Wednesday, March 10, 2010

5 A Good Feed or a Good Snog?

PART FIVE:
In which the Fly cannot decide which Instant Gratification is more instant: A Good Feed or a Good Snog?

Patiently the spider had begun to spread out a large silken table cloth in the centre of the sticky surface of his web. On it he was placing an array of succulent treats, each one of them dear to a fly’s heart and extravagant to a fly’s taste buds.

-Life, he said a little under his breath as he did so, -is short for us all. And as for you, sweet flibberty-gibbet, you may not know it, but in the best of circumstances you have only the briefest of spans in which to fulfil the promise of yours.

-Promise?

Although fascinated by He Himself, the Fly was beginning to find the Gadfly’s soliloquy a bit long.

-Less words and a little action, crossed her mind and as her thoughts wandered she became aware of a number of delightful odours wafting in her direction from the Spider’s web.

Up to this point her appetite had been roused by attractions far from culinary. All of a sudden she remembered hunger. That is the problem with instant gratifications. If there is a choice of two only one can be instant.

The Spider continued to fiddle with his display. He spoke in a low tone, which attracted the Fly’s attention but at the same time concealed the content of his words.

-The briefest of spans. Hardly worth it really, don’t you think? I on the other hand do have a contribution to make to the world. Logic commands that I go on for a while longer. We must know who we are. We must ask where we come from. We must find out where we are going. We must answer the Big Question. We must ask WHY? We are Thinkers after all.

He was aware that the Fly was listening. He raised his voice.

-Who are you, for example, he said to her, -Where did
you come from?

-I know the answer to that, said the Fly.

Behind her the Gadfly’s voice was becoming less and less distinct.

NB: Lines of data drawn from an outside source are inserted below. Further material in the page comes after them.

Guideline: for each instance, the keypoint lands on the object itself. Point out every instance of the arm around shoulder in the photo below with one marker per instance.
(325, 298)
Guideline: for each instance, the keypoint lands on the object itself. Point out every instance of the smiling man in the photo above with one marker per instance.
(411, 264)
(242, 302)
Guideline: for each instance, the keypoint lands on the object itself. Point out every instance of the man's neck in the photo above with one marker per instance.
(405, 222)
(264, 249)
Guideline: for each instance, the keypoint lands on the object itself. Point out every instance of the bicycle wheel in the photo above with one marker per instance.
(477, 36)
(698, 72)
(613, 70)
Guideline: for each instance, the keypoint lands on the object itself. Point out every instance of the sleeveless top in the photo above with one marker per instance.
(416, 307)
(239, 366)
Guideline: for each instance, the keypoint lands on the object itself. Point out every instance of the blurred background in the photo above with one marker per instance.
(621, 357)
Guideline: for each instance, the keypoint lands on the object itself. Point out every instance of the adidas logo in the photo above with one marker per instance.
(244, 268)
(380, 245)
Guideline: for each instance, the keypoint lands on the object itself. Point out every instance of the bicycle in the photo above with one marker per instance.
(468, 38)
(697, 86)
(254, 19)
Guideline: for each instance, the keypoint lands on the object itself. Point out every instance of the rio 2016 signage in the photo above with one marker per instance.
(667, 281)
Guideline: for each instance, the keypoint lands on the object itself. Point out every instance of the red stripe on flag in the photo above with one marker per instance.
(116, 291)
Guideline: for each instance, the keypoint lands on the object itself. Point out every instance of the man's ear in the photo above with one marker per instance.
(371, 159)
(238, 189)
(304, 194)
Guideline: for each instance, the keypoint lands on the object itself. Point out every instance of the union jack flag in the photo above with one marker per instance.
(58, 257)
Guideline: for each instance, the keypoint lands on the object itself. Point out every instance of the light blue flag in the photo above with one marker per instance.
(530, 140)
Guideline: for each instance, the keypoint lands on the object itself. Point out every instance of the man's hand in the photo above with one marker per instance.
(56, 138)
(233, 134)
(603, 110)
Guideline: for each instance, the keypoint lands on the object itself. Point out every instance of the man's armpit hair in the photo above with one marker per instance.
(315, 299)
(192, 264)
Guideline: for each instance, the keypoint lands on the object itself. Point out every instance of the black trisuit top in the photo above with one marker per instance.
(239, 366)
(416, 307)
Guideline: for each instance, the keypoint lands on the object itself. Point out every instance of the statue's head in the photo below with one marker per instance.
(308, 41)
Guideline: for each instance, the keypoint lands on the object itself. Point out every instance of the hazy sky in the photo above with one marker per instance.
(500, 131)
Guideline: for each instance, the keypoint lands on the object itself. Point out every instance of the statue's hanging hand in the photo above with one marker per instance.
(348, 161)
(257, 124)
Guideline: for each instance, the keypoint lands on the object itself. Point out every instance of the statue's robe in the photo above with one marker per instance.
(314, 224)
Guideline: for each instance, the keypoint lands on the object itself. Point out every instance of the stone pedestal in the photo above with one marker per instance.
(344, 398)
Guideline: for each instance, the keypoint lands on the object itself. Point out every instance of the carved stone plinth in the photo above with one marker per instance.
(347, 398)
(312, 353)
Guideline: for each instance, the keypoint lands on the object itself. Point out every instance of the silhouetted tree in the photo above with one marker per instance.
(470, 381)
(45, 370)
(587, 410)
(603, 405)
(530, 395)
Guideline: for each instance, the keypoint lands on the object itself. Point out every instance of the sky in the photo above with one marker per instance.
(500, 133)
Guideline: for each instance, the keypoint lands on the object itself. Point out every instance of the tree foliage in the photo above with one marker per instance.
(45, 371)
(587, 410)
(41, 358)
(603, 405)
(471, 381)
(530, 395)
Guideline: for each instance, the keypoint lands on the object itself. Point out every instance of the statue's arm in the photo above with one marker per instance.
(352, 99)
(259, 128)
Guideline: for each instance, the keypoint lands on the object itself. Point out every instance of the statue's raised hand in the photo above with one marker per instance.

His words were fading imperceptibly into the rhythmic rhubarb of rustling and rattling and rubbing that was the reed bed’s teatime conversation.

For the Fly the odour of food rose now and filled her horizon like a sudden summer thundercloud. With satisfaction the Spider noticed that she was becoming a little wet around the chops.

-A good dribbler shows a keen appetite, he muttered, his eyes flickering softly in the shadows. And hunger silences doubt.

The Fly interrupted his train of thought.

-I know the answer to your question, she said.

–Who am I? -I am a fly!

The smell of the banquet was drawing her irresistibly towards him.

-I am defined by my occupation.

She stopped suddenly, for the unfamiliar exertion of thinking this thought had left her quite out of breath. She wondered for a second if she might not choke on the volume of vocabulary required by her mouth to express it. Her mouth however had its own agenda. It hadn’t even missed a dribble. With relief she continued.

-I fly, Spider, she said, -therefore I am.

-Am what? Said the Spider.

-Am a fly! Amn’t I? If I crept I would be a creep.

The Spider smiled.

-Would you indeed? he muttered, and crept closer to the edge of the web.

-I suppose if you hopped you would be a hop. We could make beer out of you.

But this time the Fly’s appetite, in the food department at least, was rising on wings of delightful gluttony. Conversation, she now understood was a dinner invitation.

-And as for where I come from, Mr Spider, -I know that too. I come from Death.

-Death, indeed, said the Spider. –Now at least we are getting somewhere, for Death is always a good starting point when we wish to consider the Whats and the Wherefores and the Whys and the Whatevers!